Advanced Models
This week moves beyond parametric curves to models that learn flexible structure directly from data. Gaussian processes provide a principled, non-parametric approach to regression that quantifies uncertainty everywhere — not just at data points. Hierarchical models let you share information across groups while respecting group-level variation, turning “not enough data” problems into tractable ones.
Gaussian Processes I
A Gaussian process places a prior over functions, not parameters — and lets the data decide which functions are plausible.
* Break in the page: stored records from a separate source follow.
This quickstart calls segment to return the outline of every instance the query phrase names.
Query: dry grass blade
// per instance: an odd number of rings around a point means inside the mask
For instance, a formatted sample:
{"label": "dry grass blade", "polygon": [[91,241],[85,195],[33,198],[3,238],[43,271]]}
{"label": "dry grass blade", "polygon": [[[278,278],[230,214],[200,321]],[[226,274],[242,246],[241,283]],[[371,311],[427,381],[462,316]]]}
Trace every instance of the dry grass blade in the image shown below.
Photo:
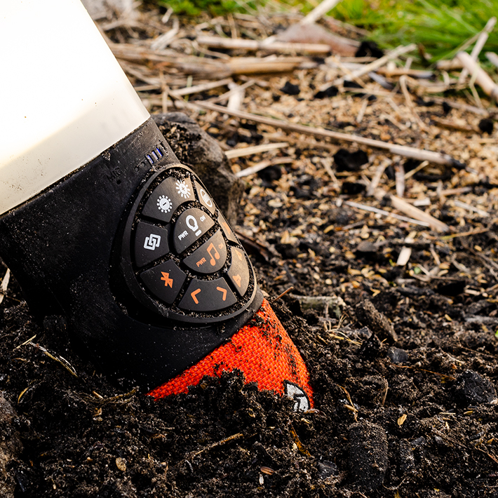
{"label": "dry grass blade", "polygon": [[345,204],[351,206],[351,208],[357,208],[358,209],[361,209],[364,211],[370,211],[370,213],[376,213],[378,215],[382,215],[383,216],[391,216],[396,220],[400,220],[403,222],[408,222],[408,223],[413,223],[413,224],[418,224],[421,227],[429,227],[429,224],[427,222],[420,221],[415,220],[414,218],[408,218],[406,216],[401,216],[401,215],[396,215],[394,213],[389,213],[389,211],[386,211],[384,209],[379,209],[378,208],[373,208],[371,206],[365,206],[365,204],[360,204],[357,202],[353,202],[352,201],[346,201]]}
{"label": "dry grass blade", "polygon": [[227,443],[233,441],[235,439],[239,439],[240,438],[243,437],[244,435],[241,432],[238,432],[236,434],[234,434],[233,436],[229,436],[228,438],[222,439],[220,441],[217,441],[216,443],[213,443],[213,444],[208,445],[207,446],[205,446],[203,448],[201,448],[198,451],[189,453],[188,458],[193,458],[194,457],[196,457],[197,455],[201,455],[201,453],[203,453],[205,451],[208,451],[210,450],[212,450],[213,448],[217,447],[217,446],[221,446],[222,445],[227,444]]}
{"label": "dry grass blade", "polygon": [[217,81],[209,81],[208,83],[203,83],[201,85],[186,86],[184,88],[180,88],[179,90],[170,90],[170,93],[175,97],[182,97],[183,95],[189,95],[192,93],[200,93],[201,92],[204,92],[206,90],[217,88],[220,86],[225,86],[233,82],[234,80],[231,78],[224,78],[223,79],[220,79]]}
{"label": "dry grass blade", "polygon": [[320,19],[323,15],[325,15],[328,12],[332,11],[341,0],[323,0],[317,5],[309,14],[303,18],[300,21],[301,25],[310,25]]}
{"label": "dry grass blade", "polygon": [[5,293],[8,288],[8,283],[11,280],[11,270],[8,268],[0,284],[0,304],[1,304],[5,297]]}
{"label": "dry grass blade", "polygon": [[297,43],[290,41],[273,41],[271,43],[257,40],[222,38],[221,36],[198,36],[197,43],[213,48],[260,51],[271,53],[328,54],[330,47],[325,43]]}
{"label": "dry grass blade", "polygon": [[330,130],[323,130],[323,128],[314,128],[313,126],[306,126],[304,125],[295,123],[290,123],[281,119],[275,119],[275,118],[267,118],[257,114],[253,114],[250,112],[244,111],[230,111],[226,107],[215,104],[210,104],[207,102],[200,102],[196,100],[187,104],[188,107],[196,106],[203,109],[209,109],[212,111],[217,111],[230,116],[234,116],[236,118],[243,119],[248,119],[256,123],[262,123],[264,124],[280,128],[282,130],[289,130],[297,131],[306,135],[314,135],[315,136],[328,137],[336,140],[344,140],[344,142],[351,142],[357,144],[362,144],[377,149],[383,149],[388,150],[391,154],[398,154],[405,157],[410,157],[417,161],[429,161],[436,164],[443,164],[448,166],[456,166],[461,168],[463,165],[456,159],[449,156],[447,154],[441,154],[440,152],[433,152],[432,151],[425,150],[424,149],[417,149],[416,147],[410,147],[406,145],[396,145],[390,144],[387,142],[382,140],[376,140],[372,138],[365,138],[358,137],[349,133],[342,133],[337,131],[330,131]]}
{"label": "dry grass blade", "polygon": [[490,75],[466,52],[459,52],[457,58],[469,71],[472,79],[475,79],[485,93],[495,100],[498,100],[498,85],[490,77]]}
{"label": "dry grass blade", "polygon": [[[410,45],[408,45],[406,46],[400,46],[395,48],[393,51],[389,52],[388,54],[385,55],[384,57],[381,57],[379,59],[375,60],[373,62],[367,64],[363,67],[354,71],[351,77],[359,78],[360,76],[362,76],[364,74],[367,74],[368,73],[370,72],[370,71],[375,71],[376,69],[378,69],[384,64],[387,64],[389,60],[396,59],[402,54],[407,53],[408,52],[412,52],[415,50],[417,50],[417,46],[415,43],[411,43]],[[342,78],[336,79],[334,81],[333,84],[340,85],[343,83],[345,81],[346,79],[343,76]]]}
{"label": "dry grass blade", "polygon": [[52,354],[52,353],[51,353],[48,349],[44,348],[43,346],[40,346],[39,344],[35,344],[31,342],[27,344],[32,346],[34,348],[36,348],[36,349],[39,349],[42,353],[43,353],[43,354],[48,356],[48,358],[62,365],[72,375],[75,377],[78,377],[78,374],[76,372],[74,367],[65,358],[62,358],[62,356],[58,356],[55,354]]}
{"label": "dry grass blade", "polygon": [[289,144],[287,142],[279,142],[276,144],[262,144],[261,145],[253,145],[253,147],[244,147],[243,149],[233,149],[232,150],[227,151],[225,154],[229,159],[233,159],[235,157],[243,157],[245,156],[250,156],[253,154],[267,152],[268,151],[274,150],[276,149],[283,149],[283,147],[288,147],[288,145]]}

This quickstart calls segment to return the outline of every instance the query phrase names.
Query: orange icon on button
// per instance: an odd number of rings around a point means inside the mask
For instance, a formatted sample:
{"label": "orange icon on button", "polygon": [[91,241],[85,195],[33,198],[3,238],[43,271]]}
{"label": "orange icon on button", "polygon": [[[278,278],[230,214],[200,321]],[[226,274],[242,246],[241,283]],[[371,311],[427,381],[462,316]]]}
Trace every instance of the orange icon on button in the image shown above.
{"label": "orange icon on button", "polygon": [[196,289],[193,292],[190,292],[190,295],[192,297],[192,299],[194,300],[194,302],[196,304],[198,304],[199,302],[197,297],[196,296],[201,292],[201,289]]}
{"label": "orange icon on button", "polygon": [[163,276],[161,277],[161,280],[164,281],[164,286],[168,287],[168,285],[173,289],[173,279],[170,278],[170,274],[166,271],[161,271]]}

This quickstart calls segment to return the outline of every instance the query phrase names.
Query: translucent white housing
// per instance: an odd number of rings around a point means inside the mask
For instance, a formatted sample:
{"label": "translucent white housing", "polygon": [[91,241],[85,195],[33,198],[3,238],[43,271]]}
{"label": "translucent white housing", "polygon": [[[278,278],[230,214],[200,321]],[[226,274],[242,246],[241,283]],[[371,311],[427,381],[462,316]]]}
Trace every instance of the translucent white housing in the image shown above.
{"label": "translucent white housing", "polygon": [[79,0],[0,0],[0,214],[149,117]]}

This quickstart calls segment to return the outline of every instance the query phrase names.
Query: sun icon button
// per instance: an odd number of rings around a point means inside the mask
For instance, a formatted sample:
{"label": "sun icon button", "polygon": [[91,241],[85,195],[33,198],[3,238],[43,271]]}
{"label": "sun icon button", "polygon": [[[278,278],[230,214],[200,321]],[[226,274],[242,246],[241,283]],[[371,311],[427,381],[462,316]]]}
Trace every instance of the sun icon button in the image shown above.
{"label": "sun icon button", "polygon": [[168,196],[160,196],[157,199],[157,208],[161,213],[169,213],[172,207],[171,199]]}
{"label": "sun icon button", "polygon": [[180,182],[177,180],[176,181],[176,189],[178,194],[184,198],[190,196],[190,189],[184,181]]}

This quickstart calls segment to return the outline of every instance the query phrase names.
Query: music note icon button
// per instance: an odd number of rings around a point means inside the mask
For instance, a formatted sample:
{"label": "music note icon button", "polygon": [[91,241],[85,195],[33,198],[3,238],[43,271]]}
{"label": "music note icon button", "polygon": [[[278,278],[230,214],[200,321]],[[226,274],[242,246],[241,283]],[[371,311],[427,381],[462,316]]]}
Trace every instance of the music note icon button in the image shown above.
{"label": "music note icon button", "polygon": [[183,262],[191,270],[200,274],[211,274],[223,267],[227,261],[227,245],[218,230],[201,247],[196,249]]}

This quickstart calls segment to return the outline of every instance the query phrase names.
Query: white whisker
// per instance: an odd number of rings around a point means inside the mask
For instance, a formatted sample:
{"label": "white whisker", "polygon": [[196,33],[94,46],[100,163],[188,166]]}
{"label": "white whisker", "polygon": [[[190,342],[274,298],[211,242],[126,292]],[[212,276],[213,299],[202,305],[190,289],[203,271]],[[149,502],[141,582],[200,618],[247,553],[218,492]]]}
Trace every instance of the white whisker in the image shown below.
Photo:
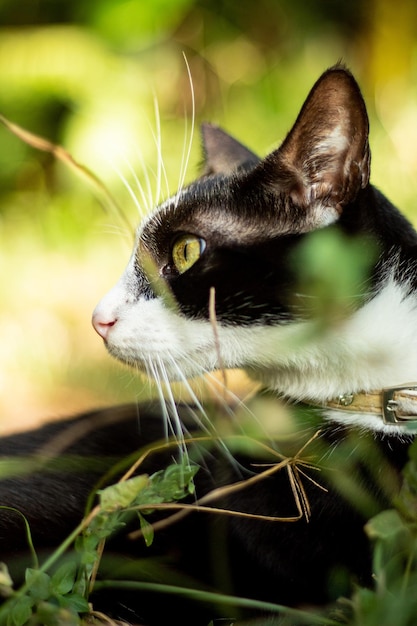
{"label": "white whisker", "polygon": [[193,85],[193,80],[192,80],[192,76],[191,76],[190,65],[189,65],[189,63],[187,61],[187,57],[185,56],[185,54],[184,54],[184,62],[185,62],[186,68],[187,68],[188,80],[189,80],[189,84],[190,84],[190,94],[191,94],[191,131],[190,131],[190,137],[189,137],[188,146],[187,146],[188,116],[185,115],[184,145],[183,145],[183,152],[182,152],[182,158],[181,158],[180,178],[179,178],[179,183],[178,183],[178,191],[177,191],[176,199],[175,199],[175,206],[177,206],[177,204],[178,204],[181,191],[183,190],[183,187],[184,187],[184,181],[185,181],[185,177],[186,177],[187,170],[188,170],[188,164],[190,162],[191,149],[192,149],[192,144],[193,144],[193,139],[194,139],[194,128],[195,128],[195,93],[194,93],[194,85]]}

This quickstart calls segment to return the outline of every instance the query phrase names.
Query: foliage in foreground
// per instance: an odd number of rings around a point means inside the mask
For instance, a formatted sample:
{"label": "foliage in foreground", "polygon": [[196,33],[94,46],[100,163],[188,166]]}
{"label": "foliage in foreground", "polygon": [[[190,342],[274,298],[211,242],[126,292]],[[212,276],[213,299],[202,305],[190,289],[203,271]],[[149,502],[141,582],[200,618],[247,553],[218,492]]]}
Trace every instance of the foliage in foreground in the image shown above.
{"label": "foliage in foreground", "polygon": [[[291,460],[277,464],[291,467]],[[0,623],[6,626],[45,625],[77,626],[85,623],[113,623],[94,613],[89,596],[96,585],[96,575],[106,540],[126,523],[127,516],[138,518],[143,539],[153,541],[153,529],[147,516],[156,508],[175,503],[193,492],[197,466],[189,461],[175,463],[152,476],[124,478],[99,492],[99,502],[67,540],[39,565],[32,546],[33,566],[26,570],[25,584],[14,590],[7,566],[0,570],[0,592],[6,598],[0,608]],[[393,508],[371,518],[366,531],[373,544],[373,588],[357,587],[350,598],[342,598],[321,612],[303,612],[269,605],[246,598],[233,598],[192,589],[155,585],[165,594],[181,593],[203,601],[221,601],[235,607],[264,608],[275,615],[272,626],[321,624],[322,626],[415,626],[417,620],[417,445],[410,449],[404,470],[404,482]],[[27,527],[31,545],[30,529]],[[77,560],[63,558],[74,545]],[[98,585],[125,586],[140,591],[145,585],[134,581],[101,581]],[[149,583],[148,583],[149,584]],[[217,621],[215,622],[218,623]],[[226,623],[226,622],[225,622]],[[227,622],[232,626],[232,622]],[[239,622],[242,624],[242,622]],[[265,621],[251,622],[264,625]]]}

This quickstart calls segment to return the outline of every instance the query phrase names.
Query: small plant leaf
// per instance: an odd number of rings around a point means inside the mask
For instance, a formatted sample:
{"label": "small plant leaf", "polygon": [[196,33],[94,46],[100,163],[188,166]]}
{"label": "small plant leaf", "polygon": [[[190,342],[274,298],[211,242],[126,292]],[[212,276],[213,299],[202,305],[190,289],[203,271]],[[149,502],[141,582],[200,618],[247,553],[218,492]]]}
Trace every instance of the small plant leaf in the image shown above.
{"label": "small plant leaf", "polygon": [[148,483],[149,477],[142,474],[102,489],[99,491],[102,510],[112,512],[128,507]]}
{"label": "small plant leaf", "polygon": [[51,579],[48,574],[37,569],[27,568],[25,579],[28,593],[37,601],[46,600],[51,594]]}
{"label": "small plant leaf", "polygon": [[69,593],[74,586],[76,574],[77,566],[73,561],[61,565],[51,577],[51,593],[57,595]]}
{"label": "small plant leaf", "polygon": [[141,513],[138,513],[138,515],[139,515],[140,529],[143,533],[145,544],[147,547],[149,547],[150,545],[152,545],[154,534],[155,534],[153,530],[153,526],[143,517]]}

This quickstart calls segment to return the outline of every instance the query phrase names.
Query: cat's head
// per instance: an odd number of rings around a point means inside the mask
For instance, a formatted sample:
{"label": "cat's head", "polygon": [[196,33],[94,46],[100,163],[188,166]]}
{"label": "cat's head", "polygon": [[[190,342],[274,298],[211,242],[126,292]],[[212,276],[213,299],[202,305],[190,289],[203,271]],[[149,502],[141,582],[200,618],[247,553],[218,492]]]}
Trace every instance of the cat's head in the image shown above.
{"label": "cat's head", "polygon": [[303,323],[294,247],[338,223],[369,181],[366,109],[342,67],[321,76],[266,158],[210,125],[203,144],[203,175],[140,226],[93,315],[113,356],[171,380],[285,360]]}

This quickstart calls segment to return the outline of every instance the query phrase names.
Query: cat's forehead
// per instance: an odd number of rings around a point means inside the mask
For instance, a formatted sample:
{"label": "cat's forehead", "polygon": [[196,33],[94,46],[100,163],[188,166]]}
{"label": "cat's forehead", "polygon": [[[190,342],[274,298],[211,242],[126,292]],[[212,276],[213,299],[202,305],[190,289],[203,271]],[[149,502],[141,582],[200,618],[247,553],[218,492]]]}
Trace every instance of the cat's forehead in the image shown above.
{"label": "cat's forehead", "polygon": [[160,204],[142,224],[139,236],[160,241],[190,232],[226,240],[253,238],[254,232],[259,232],[259,221],[256,224],[255,215],[249,215],[245,201],[240,202],[236,195],[235,181],[225,177],[193,183]]}
{"label": "cat's forehead", "polygon": [[160,204],[138,235],[153,248],[184,232],[218,243],[253,244],[300,232],[303,219],[296,209],[289,210],[287,201],[284,195],[248,184],[245,175],[210,176]]}

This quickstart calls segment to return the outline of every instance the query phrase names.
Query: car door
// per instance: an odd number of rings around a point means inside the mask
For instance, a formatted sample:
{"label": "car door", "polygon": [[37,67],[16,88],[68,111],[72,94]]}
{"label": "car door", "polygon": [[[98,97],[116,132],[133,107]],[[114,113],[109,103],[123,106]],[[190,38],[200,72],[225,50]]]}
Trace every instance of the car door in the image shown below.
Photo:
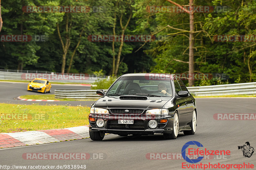
{"label": "car door", "polygon": [[176,78],[173,78],[173,83],[176,93],[176,102],[179,106],[178,108],[179,126],[184,127],[186,125],[187,123],[186,117],[187,116],[186,114],[188,113],[187,106],[186,106],[187,100],[185,97],[177,97],[177,95],[179,92],[181,90],[181,88]]}
{"label": "car door", "polygon": [[[177,80],[179,82],[181,88],[181,90],[183,91],[187,91],[188,92],[188,89],[186,87],[184,84],[178,78],[177,78]],[[185,126],[189,126],[191,120],[193,116],[193,113],[195,108],[194,104],[195,99],[192,97],[190,94],[188,95],[188,96],[185,97],[186,99],[187,104],[187,113],[186,115],[184,115],[184,118],[186,120],[186,122],[185,123]]]}

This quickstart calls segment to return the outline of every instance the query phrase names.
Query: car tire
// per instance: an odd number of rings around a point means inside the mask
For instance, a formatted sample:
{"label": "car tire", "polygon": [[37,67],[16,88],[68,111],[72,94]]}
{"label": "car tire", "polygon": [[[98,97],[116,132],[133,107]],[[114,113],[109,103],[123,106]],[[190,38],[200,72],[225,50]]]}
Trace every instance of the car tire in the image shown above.
{"label": "car tire", "polygon": [[94,132],[89,130],[89,135],[91,139],[92,140],[102,140],[104,138],[105,133],[100,131]]}
{"label": "car tire", "polygon": [[164,133],[164,138],[165,139],[175,139],[177,138],[179,133],[179,117],[177,112],[173,116],[173,124],[172,125],[172,132],[171,134]]}
{"label": "car tire", "polygon": [[194,135],[195,134],[195,132],[196,132],[196,114],[195,110],[193,112],[192,120],[191,120],[189,126],[191,128],[191,130],[188,131],[183,132],[184,135]]}

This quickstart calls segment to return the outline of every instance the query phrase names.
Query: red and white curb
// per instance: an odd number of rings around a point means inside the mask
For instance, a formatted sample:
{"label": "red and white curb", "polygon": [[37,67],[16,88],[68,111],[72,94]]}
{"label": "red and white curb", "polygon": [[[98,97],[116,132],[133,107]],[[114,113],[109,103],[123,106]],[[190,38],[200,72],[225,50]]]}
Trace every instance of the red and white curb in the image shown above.
{"label": "red and white curb", "polygon": [[60,100],[36,100],[36,99],[23,99],[20,97],[20,96],[18,97],[14,98],[15,100],[19,100],[22,101],[60,101]]}
{"label": "red and white curb", "polygon": [[87,126],[62,129],[4,133],[0,133],[0,148],[80,139],[89,137]]}

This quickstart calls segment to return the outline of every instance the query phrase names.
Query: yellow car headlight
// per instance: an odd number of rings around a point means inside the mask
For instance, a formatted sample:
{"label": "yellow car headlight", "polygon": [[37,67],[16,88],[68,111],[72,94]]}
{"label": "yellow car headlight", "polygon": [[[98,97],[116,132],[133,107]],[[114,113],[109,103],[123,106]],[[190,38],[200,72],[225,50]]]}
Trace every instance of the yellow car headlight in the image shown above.
{"label": "yellow car headlight", "polygon": [[90,113],[96,114],[108,114],[109,113],[107,109],[93,107],[91,107]]}
{"label": "yellow car headlight", "polygon": [[146,115],[167,115],[169,111],[167,109],[154,109],[148,110]]}

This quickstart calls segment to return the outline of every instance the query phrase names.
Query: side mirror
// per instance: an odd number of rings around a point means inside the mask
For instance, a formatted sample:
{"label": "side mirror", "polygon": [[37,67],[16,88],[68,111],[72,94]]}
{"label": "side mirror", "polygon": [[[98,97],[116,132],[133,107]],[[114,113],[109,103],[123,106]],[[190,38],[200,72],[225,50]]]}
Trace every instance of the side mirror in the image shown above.
{"label": "side mirror", "polygon": [[102,89],[97,90],[96,91],[96,93],[100,96],[104,96],[105,94],[105,92],[104,90]]}
{"label": "side mirror", "polygon": [[188,96],[188,92],[187,91],[180,91],[178,94],[178,97],[186,97]]}

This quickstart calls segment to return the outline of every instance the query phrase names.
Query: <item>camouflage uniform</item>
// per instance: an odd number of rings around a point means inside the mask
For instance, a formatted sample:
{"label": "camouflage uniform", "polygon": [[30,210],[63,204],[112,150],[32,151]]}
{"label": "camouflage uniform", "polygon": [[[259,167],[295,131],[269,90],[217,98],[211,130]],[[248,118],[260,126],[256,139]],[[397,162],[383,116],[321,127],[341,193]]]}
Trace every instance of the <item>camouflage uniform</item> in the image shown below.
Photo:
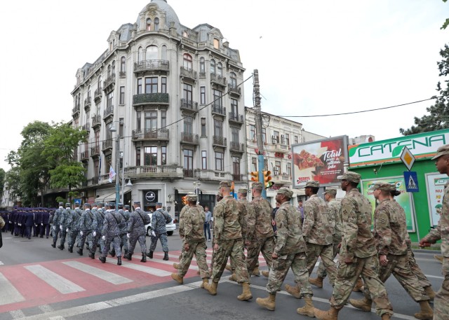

We build the framework from first principles: the function-space view, the weight-space view and the kernel trick, covariance functions (squared exponential, Matern, periodic) and how to combine them, sampling from the prior, and deriving the conditioning equations that produce predictions with calibrated uncertainties.
Gaussian Processes II
Theory in hand, we turn to practice. We cover hyperparameter optimisation via the log-marginal likelihood, full Bayesian inference over hyperparameters with MCMC, composite kernel design for the atmospheric CO$_2$ record, stellar activity modelling for exoplanet detection, computational scaling ($\mathcal{O}(N^3)$ and how to beat it with celerite), and the failure modes you need to watch for.
Hierarchical Models
Every model so far treats each dataset as an island. Hierarchical models add a population level: individual objects share a common distribution whose parameters are learned from data. We cover partial pooling, shrinkage, the joint posterior, analytic marginalisation, centered vs non-centered parameterisations, and a complete worked example estimating cluster metallicities with heteroscedastic uncertainties.